I found the following paragraphs most telling.
In an article in the latest issue of the conservative Weekly Standard, Yuval Levin, a fellow at the Ethics and Public Policy Center, explains the tension between the market and the family as clearly as anyone has:
“The market values risk-taking and creative destruction that can be very bad for family life, and rewards the lowest common cultural denominator in ways that can undermine traditional morality. Traditional values, on the other hand, discourage the spirit of competition and self-interested ambition essential for free markets to work, and their adherents sometimes seek to enforce codes of conduct that constrain individual freedom. The libertarian and the traditionalist are not natural allies.”
Levin acknowledges that the policy fixes he proposes (including health-care portability, long-term care insurance and school choice) are “barely a start” to what needs to be done for those in what he calls “the parenting class.” Still, he identifies a central conservative problem.
I have been getting the feeling from the news stories coming down the pike that this is becoming a problem for the business leaders with a social conscience. Their stock holders and boards demand and by law expect them to maximize profits. This conflicts with the concerns many of them have for the environment and the health and welfare of the country. The only way they can follow their conscience is when governments regulate the issues so that the playing field becomes fair at the higher level of benefits for all.

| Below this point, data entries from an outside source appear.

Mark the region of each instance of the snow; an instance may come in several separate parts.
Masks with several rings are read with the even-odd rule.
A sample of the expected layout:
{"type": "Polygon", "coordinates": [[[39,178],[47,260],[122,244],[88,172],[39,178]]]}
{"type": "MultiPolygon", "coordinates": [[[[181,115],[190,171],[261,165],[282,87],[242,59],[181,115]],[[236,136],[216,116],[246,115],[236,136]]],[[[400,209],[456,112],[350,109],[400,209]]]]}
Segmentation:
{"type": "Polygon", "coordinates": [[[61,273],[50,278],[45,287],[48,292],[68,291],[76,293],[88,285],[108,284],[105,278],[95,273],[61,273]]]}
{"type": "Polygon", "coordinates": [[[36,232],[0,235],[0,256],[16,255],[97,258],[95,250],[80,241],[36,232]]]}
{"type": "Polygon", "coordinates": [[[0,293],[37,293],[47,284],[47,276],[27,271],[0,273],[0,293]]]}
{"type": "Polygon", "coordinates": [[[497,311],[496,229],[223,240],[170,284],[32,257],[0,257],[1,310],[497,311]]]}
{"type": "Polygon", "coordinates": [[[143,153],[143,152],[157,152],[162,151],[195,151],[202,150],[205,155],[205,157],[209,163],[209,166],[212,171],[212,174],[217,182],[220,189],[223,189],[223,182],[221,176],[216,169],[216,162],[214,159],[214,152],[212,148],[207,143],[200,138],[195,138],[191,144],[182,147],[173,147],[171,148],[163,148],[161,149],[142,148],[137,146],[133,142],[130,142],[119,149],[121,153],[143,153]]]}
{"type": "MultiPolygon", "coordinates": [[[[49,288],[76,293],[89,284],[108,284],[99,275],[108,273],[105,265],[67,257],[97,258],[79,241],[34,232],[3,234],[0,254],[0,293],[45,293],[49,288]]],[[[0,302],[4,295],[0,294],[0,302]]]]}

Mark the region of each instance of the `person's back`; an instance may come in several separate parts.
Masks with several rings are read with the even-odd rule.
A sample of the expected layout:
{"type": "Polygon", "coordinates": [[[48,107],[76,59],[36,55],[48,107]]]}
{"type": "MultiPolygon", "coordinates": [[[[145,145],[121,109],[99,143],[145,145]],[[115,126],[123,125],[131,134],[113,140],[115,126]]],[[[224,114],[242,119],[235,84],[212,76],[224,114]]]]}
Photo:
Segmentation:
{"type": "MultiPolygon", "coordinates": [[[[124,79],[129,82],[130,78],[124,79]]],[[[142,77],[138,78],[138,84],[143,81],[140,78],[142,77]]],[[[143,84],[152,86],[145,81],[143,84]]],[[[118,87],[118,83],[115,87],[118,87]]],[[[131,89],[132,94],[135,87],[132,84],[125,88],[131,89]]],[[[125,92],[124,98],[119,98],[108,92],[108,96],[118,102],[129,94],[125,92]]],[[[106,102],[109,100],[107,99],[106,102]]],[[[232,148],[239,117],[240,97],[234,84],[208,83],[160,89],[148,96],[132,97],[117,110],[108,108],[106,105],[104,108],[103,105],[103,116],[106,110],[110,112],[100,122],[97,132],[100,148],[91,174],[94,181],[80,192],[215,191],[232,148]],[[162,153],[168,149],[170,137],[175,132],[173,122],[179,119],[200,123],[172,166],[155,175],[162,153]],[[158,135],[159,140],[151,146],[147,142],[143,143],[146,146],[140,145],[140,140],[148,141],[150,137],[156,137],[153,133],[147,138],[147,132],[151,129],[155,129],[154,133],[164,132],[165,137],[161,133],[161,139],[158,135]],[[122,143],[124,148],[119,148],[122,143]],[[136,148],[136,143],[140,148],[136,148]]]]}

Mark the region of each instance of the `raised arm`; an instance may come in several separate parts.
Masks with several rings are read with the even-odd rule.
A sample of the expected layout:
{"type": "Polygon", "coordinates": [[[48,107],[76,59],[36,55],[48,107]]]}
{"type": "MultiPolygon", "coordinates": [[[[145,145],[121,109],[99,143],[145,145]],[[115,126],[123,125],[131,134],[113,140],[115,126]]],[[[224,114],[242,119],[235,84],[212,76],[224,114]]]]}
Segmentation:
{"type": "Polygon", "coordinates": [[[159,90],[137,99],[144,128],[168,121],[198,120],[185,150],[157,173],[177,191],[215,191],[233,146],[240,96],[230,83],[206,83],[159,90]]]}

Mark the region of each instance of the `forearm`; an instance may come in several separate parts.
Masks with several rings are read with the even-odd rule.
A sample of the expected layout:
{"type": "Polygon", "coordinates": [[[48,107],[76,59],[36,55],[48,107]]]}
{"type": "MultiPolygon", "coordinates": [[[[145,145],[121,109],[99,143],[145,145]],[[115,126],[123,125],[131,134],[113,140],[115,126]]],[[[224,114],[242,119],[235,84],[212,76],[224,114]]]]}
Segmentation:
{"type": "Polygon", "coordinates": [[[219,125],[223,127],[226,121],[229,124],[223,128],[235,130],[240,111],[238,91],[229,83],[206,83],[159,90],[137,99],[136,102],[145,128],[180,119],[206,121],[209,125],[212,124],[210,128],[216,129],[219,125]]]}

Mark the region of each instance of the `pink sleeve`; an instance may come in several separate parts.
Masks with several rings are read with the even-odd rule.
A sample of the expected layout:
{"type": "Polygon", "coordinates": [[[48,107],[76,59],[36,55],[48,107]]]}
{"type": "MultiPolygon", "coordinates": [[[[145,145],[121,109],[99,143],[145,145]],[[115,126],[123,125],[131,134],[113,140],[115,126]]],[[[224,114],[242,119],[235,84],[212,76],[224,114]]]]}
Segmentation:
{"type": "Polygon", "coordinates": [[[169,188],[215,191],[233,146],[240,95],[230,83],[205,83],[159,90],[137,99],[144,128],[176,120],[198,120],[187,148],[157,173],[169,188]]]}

The concept that corporations will do what’s best for America and American’s has been proved wrong on so many levels and so often that it is amazing that anyone still holds it. The Republican mantra of smaller government is really a mantra of fewer watchdogs. As this administration has shown, when you can’t win the idea war you just fire the lawyers that are calling you on the carpet and replace them with lawyers that will go after the small taxpayer who can’t afford to fight. That’s what I call the “bully theory of government”. George W Bush has taken this form of government to a high art form. The trouble with it is, the people you are bullying really have to believe the threat, when they stop believing you stop having the means to “scare” them into doing what you want.